Australian LNG player Woodside has received a “first strike” from shareholders on the company’s remuneration for senior executives.
Almost 28 percent of votes cast were against the remuneration report at the company’s annual general meeting in Perth on Thursday.
A strike is recorded if 25 percent or more of the votes are cast against the remuneration report.
Woodside chairman Michael Chaney said prior to the vote at his AGM speech that he was “very disappointed” to report that a little over 25 percent of the votes cast will be against the resolution and “Woodside will thus record what is called a first strike”.
“Within Australia, a great majority of shareholders have supported the remuneration report – with about 75 percent of the negative votes coming from shareholders offshore, where other oil and gas companies have had the same experience,” Chaney said.
According to Chaney, “it is a real challenge trying to come up with a remuneration structure that satisfies all shareholders.

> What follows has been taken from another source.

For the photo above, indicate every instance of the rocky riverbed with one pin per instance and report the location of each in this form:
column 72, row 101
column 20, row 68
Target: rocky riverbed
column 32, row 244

Some shareholders are passionately in favour of some elements of the system and others passionately against the same elements.”
Woodside’s first-quarter sales revenue dropped 30 percent to US$982 million due to plummeting oil and gas prices, the company reported on Wednesday.
Australian company also recently decided not to move ahead with the multi-billion Browse FLNG project due to the current economic and market environment.
“I can assure shareholders that the Human Resources and Compensation Committee and the Board take the outcome of the vote very seriously and accept it as an indication of concern about our remuneration. We shall now set about discussing the structure with shareholders further and endeavour to understand and, if possible, accommodate their concerns,” Chaney said.
If strikes are recorded two years running, shareholders can vote to spill Woodside’ board at the company’s AGM in 2017.